I’ve been using an eGPU setup for a couple of years now (RTX 3090 in a Razer Core X Chroma over Thunderbolt) and only recently started getting random GPU disconnects mid-workload.
The failure is intermittent: sometimes after ~30 minutes, sometimes only after ~20 hours. It can happen under low VRAM usage too (not only high load).
Specs:
Laptop: Dell XPS 13 9340
OS: Ubuntu 22.04.5 LTS
Kernel: 6.5.0-45-generic
eGPU enclosure: Razer Core X Chroma (TB3)
GPU: NVIDIA RTX 3090
Driver stack currently installed: 580.126.09 (nvidia-driver-580-open)
Very recent changes that I can recall before the issue started
NVIDIA driver update (via unattended-upgrades):
580.95.05 → 580.126.09
Dell BIOS update:
1.21.0 → 1.23.0
I also cleaned laptop vents externally with compressed air (see below why I mention this).
Mid-workload the gpu apparently falls off the bus and I get “no devices were found”. Kernel logs repeatedly show this sequence:
Many corrected AER Data Link errors (BadDLLP) on pcieport 0000:02:01.0 (Intel JHL6540 TB3 bridge)
Then fatal AER (DLP) and link reset/recovery failure
Then NVIDIA:
Xid 79, GPU has fallen off the bus
Xid 154, recovery action … Node Reboot Required
I attached nvidia-bug-report logs (baseline and after drop). It appears to have something to do with the physical TB connection?
Has anyone seen this exact TB/eGPU pattern on 580.126.09 (open driver) on Ubuntu 22.04, and is there a recommended driver branch/workaround to test first?
P.S.
I have to use open drivers because I have a second egpu setup with a 5090 and afik the blackwell architecture doesn’t work without the open drivers.
If it’s not the cable, then it may be literally any other component with generally similar probability: very hard to tell.
It’s rather not a software issue, because that would affect many ppl roughly at the same time and there was no sudden massive amount of failure reports on egpu.io etc. The only software component involved IMO may be this DELL firmware upgrade, because that may be affecting only your model for example, so you may check if downgrading back helps.

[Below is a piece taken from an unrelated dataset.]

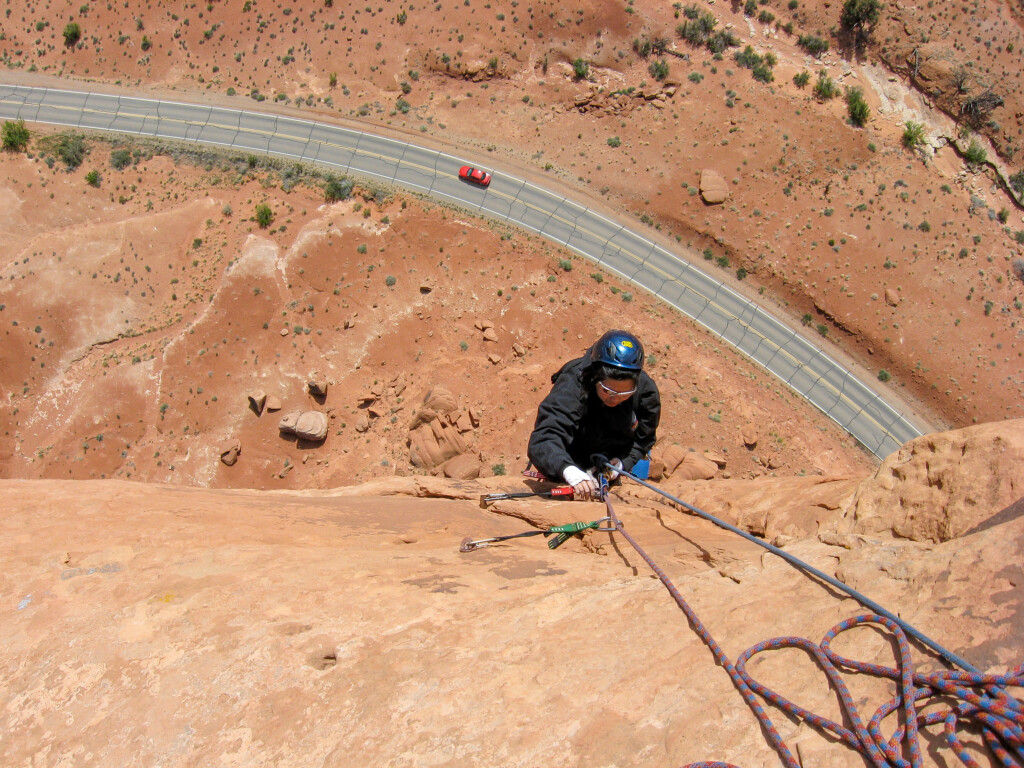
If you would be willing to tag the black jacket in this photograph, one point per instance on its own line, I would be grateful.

were you able to find the Root cause of your issue?
I am using the Razer Core X with a 5060ti and Ubuntu 24.04 on a Minisforum UM790Pro and getting exact the Same AER Issues in my journalctl. I am also using the 580-Open driver.
sometimes the PC crashes - This could Happen After 2 mins and sometimes After Hours.
I am very interested in your Feedback what was your fix in the past or maybe the Razer Core X was just defect/broken.
Blackwell is known to be extremely unstable as a TB eGPU: see egpu.io forum for dozens of similar problem reports. This is most probably due to its low tolerance for PCIe signal latency.